I created a patch for this at https://reviews.llvm.org/D51664, which adds a lazily calculated position integer to every llvm::Instruction. I stole a bit from BasicBlock’s Value subclass data to indicate whether the orders are valid.

Hopefully everyone agrees that this a reasonable direction. I just figured I should announce this IR data structure change to the -dev list. :slight_smile:

Reid

+1 to the general direction

My concern is the invalidation/recompute cost, but I think we can manage that.

Philip

Sounds great! -Hal

I haven’t had a chance to look at the patch in detail yet (hopefully this afternoon) but this sounds like a very invasive change to a core data structure.

The inner loop of the local dominance check in DominatorTree::dominates is also not very well implemented: it does a single linear pass from the beginning of the block until it finds the def or user. A better algorithm would be to use two pointers - one at the user and def. Each time through the loop, move the user iterator “up” the block, and the def iterator “down” the block. Either the iterators meet each other (in which case return true) or you fine the beginning/end of the block.

This should work a lot better for many queries, because it will be efficient when the user and def are close to each other, as well as being efficient when the value is at the end of the block. Also, my bet is that most local dom queries return true.

Have you tried this approach? It should be very easy to hack up to try out on your use case.

-Chris

Indeed. Perhaps a long-overdue one :wink: This seems like a good idea. It doesn’t change the fact, however, that local dominance queries are O(n). We’ve ended up using OrderedBasicBlock in an increasing number of places, but there are a number of places where this is hard because of the plumbing required, or more importantly, the ambiguity around who owns the state of the cache at any given time. We know that there are a significant number of additional places where we should be using something like OrderedBasicBlock, but adding OBB into many of these places would be quite non-trivial. As indicated by the performance results briefly described in D51664, we have significant headroom. I don’t see any really feasible way around these issues except moving the ownership of that state into the BB itself. Thanks again, Hal

To echo what Hal said, yes, it’s a major change, but I think the improved complexity guarantees, simplicity, and elimination of certain classes of bugs is worth it.
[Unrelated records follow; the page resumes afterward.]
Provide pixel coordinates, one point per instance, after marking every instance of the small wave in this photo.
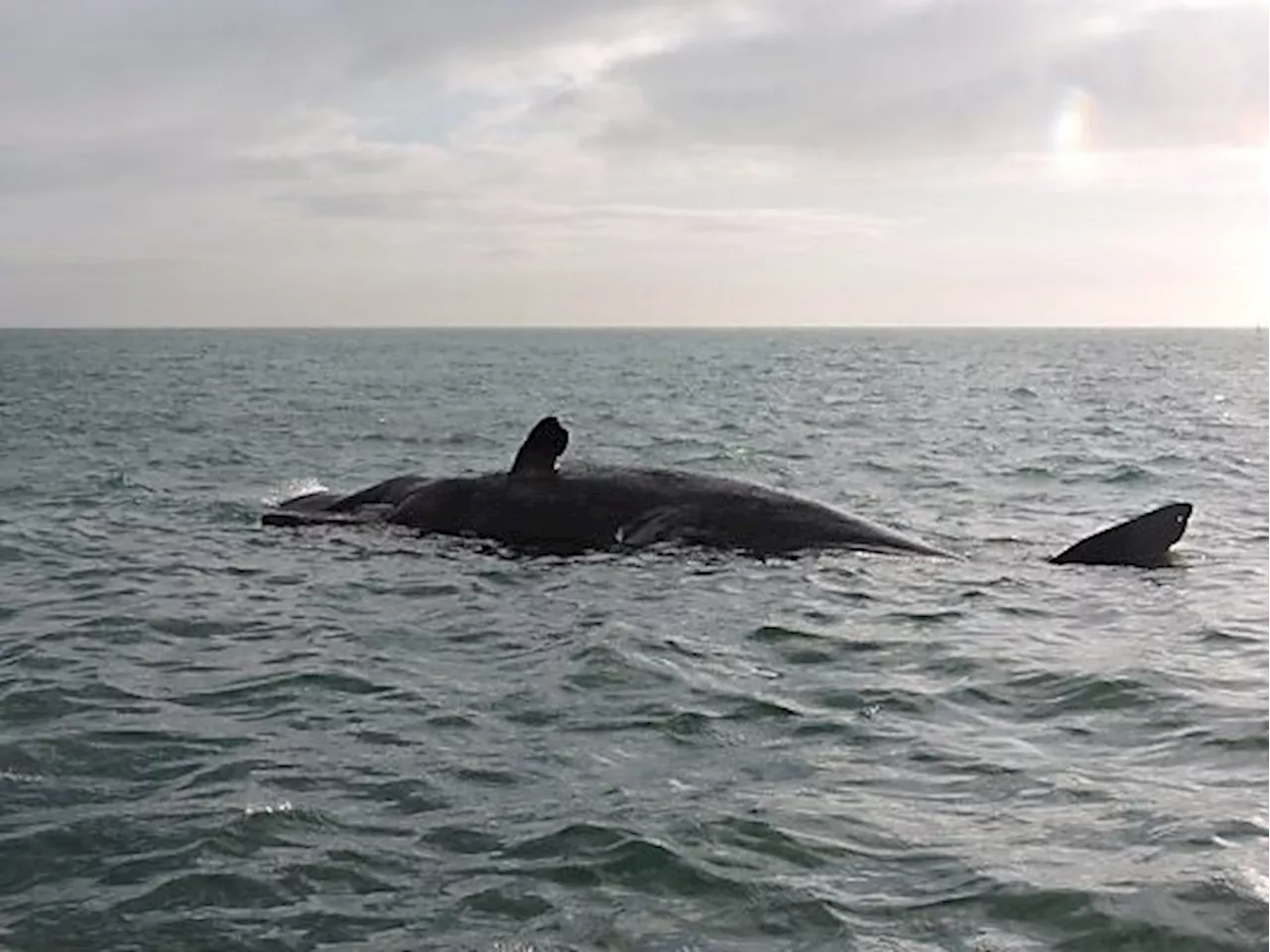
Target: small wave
(1128, 474)
(293, 488)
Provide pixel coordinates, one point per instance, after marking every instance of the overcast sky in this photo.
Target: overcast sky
(617, 162)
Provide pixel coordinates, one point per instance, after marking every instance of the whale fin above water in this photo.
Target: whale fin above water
(1142, 542)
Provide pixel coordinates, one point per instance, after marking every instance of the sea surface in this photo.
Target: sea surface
(222, 737)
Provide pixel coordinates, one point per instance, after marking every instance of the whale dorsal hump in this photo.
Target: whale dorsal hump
(1143, 540)
(541, 448)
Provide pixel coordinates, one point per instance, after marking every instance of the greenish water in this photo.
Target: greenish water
(220, 737)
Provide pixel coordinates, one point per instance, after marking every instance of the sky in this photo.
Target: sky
(1025, 163)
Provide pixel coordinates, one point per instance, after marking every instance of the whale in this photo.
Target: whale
(543, 506)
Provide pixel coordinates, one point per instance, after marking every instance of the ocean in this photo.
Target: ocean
(216, 735)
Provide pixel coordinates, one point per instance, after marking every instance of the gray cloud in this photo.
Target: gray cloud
(964, 76)
(331, 150)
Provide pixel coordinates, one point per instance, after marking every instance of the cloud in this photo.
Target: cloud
(894, 80)
(347, 150)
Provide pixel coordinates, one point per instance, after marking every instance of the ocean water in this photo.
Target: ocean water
(221, 737)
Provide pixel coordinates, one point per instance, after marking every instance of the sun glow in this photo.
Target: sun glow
(1070, 134)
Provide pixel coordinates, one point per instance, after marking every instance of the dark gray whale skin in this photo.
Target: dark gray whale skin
(581, 507)
(588, 507)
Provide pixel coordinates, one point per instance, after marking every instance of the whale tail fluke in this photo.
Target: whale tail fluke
(1142, 542)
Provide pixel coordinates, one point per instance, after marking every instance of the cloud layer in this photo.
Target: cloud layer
(699, 160)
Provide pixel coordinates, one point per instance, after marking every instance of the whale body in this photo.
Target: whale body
(581, 507)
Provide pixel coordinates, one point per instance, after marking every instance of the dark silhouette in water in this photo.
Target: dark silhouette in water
(579, 508)
(1143, 542)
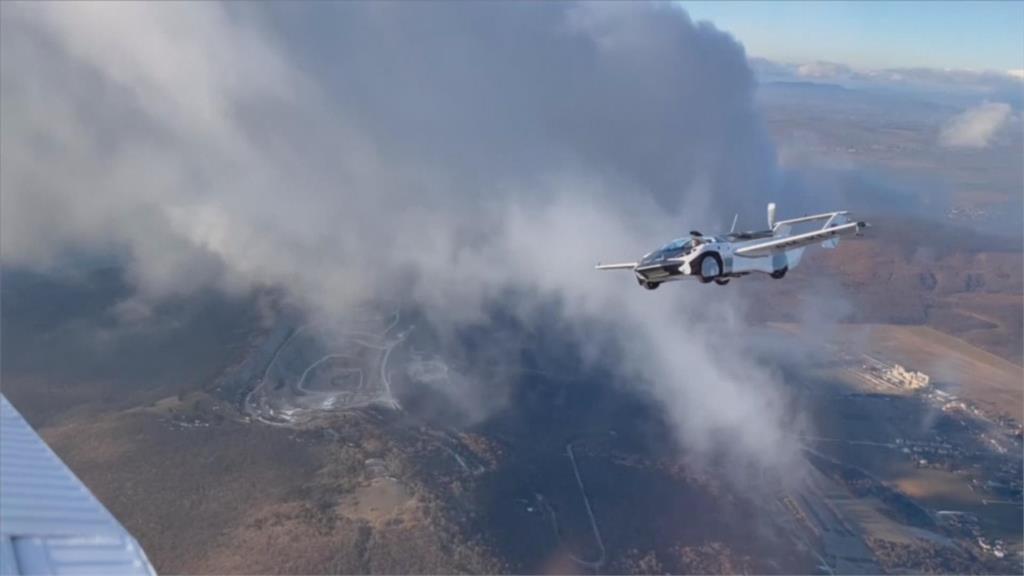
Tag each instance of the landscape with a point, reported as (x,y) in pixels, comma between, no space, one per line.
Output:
(871,419)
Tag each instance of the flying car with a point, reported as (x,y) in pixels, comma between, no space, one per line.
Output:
(720,258)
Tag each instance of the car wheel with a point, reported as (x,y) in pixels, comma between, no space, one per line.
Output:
(709,268)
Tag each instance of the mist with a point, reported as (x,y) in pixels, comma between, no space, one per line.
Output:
(442,155)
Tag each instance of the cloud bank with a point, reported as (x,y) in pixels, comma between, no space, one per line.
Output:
(975,127)
(434,153)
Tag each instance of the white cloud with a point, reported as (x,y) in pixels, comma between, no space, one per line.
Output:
(445,154)
(975,127)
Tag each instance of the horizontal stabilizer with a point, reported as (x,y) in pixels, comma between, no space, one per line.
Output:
(796,241)
(621,265)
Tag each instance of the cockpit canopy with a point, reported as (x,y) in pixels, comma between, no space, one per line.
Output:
(673,249)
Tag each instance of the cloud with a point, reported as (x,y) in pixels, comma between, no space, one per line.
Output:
(436,154)
(960,84)
(975,127)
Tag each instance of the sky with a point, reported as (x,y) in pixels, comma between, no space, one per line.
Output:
(876,35)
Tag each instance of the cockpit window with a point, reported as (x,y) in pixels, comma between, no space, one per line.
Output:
(673,249)
(680,244)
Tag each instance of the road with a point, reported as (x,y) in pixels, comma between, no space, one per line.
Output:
(590,512)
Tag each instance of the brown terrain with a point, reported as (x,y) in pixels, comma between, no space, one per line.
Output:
(207,492)
(915,274)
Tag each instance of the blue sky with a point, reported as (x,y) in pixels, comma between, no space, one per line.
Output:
(875,35)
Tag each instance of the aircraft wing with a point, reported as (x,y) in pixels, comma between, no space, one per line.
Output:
(49,521)
(621,265)
(798,240)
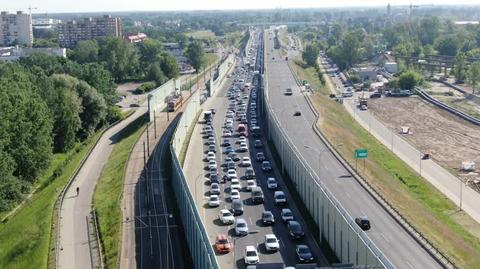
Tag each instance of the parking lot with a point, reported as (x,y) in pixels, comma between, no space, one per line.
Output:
(232,141)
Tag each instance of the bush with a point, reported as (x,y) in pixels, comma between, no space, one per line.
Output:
(146,87)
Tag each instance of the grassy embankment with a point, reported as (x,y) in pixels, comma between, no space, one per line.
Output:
(434,215)
(25,236)
(109,189)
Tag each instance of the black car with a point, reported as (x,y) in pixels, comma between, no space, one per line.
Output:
(363,222)
(295,230)
(268,218)
(304,254)
(237,207)
(260,157)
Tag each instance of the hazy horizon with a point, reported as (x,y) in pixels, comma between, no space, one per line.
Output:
(58,6)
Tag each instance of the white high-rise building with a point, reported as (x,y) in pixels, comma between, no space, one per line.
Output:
(15,29)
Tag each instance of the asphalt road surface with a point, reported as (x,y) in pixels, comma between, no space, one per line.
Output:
(399,247)
(252,213)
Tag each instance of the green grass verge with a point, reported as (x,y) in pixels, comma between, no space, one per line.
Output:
(434,215)
(25,236)
(109,189)
(201,34)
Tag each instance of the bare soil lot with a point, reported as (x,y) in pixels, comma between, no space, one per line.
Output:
(448,138)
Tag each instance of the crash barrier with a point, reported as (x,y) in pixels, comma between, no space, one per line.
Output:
(197,238)
(336,226)
(157,97)
(223,69)
(450,109)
I think we have consensus that we should go forward with this. Would anyone mind formally stamping it in phab? So far everyone understandably has said “makes sense to me, but I don’t consider myself to have authority to stamp this.”

Did you consider using the waymarking algorithm we already use for
going from Use->User to store the offset of an instruction in a basic
block? We could steal the two bits needed from the bb parent pointer
in the instruction.

-- Sanjoy

Did you consider using the waymarking algorithm we already use for
going from Use->User to store the offset of an instruction in a basic
block? We could steal the two bits needed from the bb parent pointer
in the instruction.

Actually, now that I think of it, in llvm::Instruction we have 6 bits
to play with so should be able to create a more efficient scheme than
the one used in llvm::Use (well, we have 6 bits even in llvm::Use but
efficiency is probably not as important there because Use lives in an
array, not a linked list).

-- Sanjoy

I hadn’t considered it, and it’s an interesting idea. I’d rather not pursue it because I think stealing bits from ilist just for Instruction linked lists is going to be difficult. It also has runtime costs for linked list iteration, so it’s not completely free. I’d rather get the speed win, spend the memory, and then try to win back the space if it seems like a priority.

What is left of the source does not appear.